Assuming that the population is normally distributed, construct a 90% confidence interval for the population mean for each of the samples below. Explain why these two samples produce different confidence intervals even though they have the same mean and range.
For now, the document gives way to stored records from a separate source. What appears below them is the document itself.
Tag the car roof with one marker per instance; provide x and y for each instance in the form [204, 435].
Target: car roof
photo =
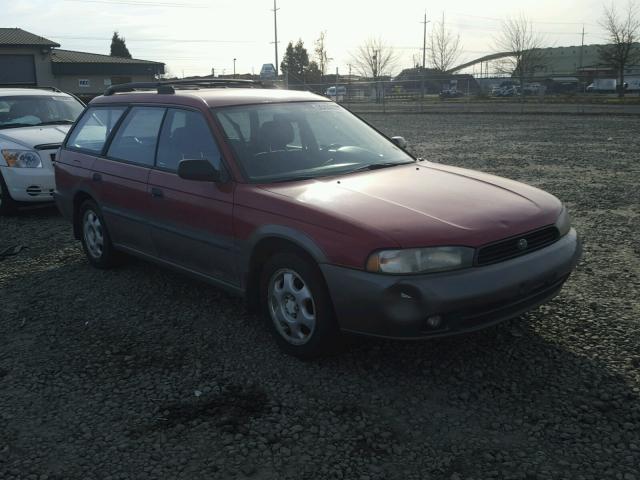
[14, 92]
[213, 97]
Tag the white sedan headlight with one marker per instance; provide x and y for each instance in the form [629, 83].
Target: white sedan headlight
[420, 260]
[563, 224]
[22, 158]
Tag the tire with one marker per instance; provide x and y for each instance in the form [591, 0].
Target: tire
[8, 205]
[95, 238]
[297, 307]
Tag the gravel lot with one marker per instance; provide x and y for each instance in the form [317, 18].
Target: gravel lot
[140, 373]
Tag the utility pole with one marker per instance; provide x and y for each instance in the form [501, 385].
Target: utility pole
[275, 32]
[424, 53]
[581, 55]
[424, 41]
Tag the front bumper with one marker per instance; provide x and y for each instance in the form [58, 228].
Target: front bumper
[466, 300]
[29, 184]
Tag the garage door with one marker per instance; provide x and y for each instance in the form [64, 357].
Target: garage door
[17, 70]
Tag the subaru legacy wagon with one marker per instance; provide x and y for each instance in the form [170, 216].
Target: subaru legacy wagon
[323, 223]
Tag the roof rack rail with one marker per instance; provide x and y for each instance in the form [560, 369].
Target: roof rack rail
[35, 87]
[166, 86]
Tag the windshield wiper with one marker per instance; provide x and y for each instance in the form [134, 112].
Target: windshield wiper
[55, 122]
[377, 166]
[16, 125]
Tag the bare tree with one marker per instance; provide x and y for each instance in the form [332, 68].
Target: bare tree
[374, 58]
[519, 38]
[321, 53]
[623, 31]
[444, 47]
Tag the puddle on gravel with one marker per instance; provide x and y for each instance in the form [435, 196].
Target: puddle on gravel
[228, 410]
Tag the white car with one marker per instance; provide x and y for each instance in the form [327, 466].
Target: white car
[33, 124]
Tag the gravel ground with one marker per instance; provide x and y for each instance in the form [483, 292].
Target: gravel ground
[140, 373]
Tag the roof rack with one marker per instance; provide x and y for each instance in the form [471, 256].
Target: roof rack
[167, 86]
[34, 87]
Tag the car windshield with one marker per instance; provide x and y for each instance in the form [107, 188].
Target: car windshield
[31, 110]
[293, 141]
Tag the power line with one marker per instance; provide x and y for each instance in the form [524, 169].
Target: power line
[532, 21]
[141, 4]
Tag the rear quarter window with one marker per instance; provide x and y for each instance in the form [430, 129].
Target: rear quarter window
[135, 141]
[94, 128]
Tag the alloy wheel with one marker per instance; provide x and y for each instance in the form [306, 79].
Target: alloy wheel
[93, 234]
[291, 306]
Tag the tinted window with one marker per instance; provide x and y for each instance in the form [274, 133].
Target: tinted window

Sample A: 1 4 4 4 5 5 5 8 Full data set Sample B: 1 2 3 4 5 6 7 8 Construct a 90% confidence interval for the population mean for sample A. (Type integers or decimals rounded to two decimal places as needed.)
Solution:
Sample A mean = (1+4+4+4+5+5+5+8)/8 = 36/8=4.5
Sample B mean =(1+2+3+4+5+6+7+8)/8 = 36/8 = 4.5
Sample A standard deviation = sqrt(summation(Xi-mean)^2 /(n-1)) = sqrt(((1-4.5)^2 +(4-4.5)^2+(4-4.5)^2+(4-4.5)^2+(5-4.5)^2+(5-4.5)^2+(5-4.5)^2+(8-4.5)^2)/(8-1)) = 1.9272
Sample B standard deviation = sqrt(((1-4.5)^2+(2-4.5)^2+(3-4.5)^2+(4-4.5)^2+(5-4.5)^2+(6-4.5)^2+(7-4.5)^2+(8-4.5)^2)/(8-1))) = 2.4495
90% confidence interval can be calculated as
For sample A
Mean +/- talpha/2*SD/sqrt(n)
4.5+/- 1.8945*1.9272/sqrt(8) = 4.5+/- 1.8945*1.9272/2.835
= 4.5+/- 1.2878 = 3.21 to 5.79
For sample B
4.5 +/- 1.8945*2.4495/2.835
4.5+/- 1.6369
So 90% confidence interval for Sample B
2.86 To 6.14
As we can see that both samples have same mean and range but both sample has different sample standard deviation.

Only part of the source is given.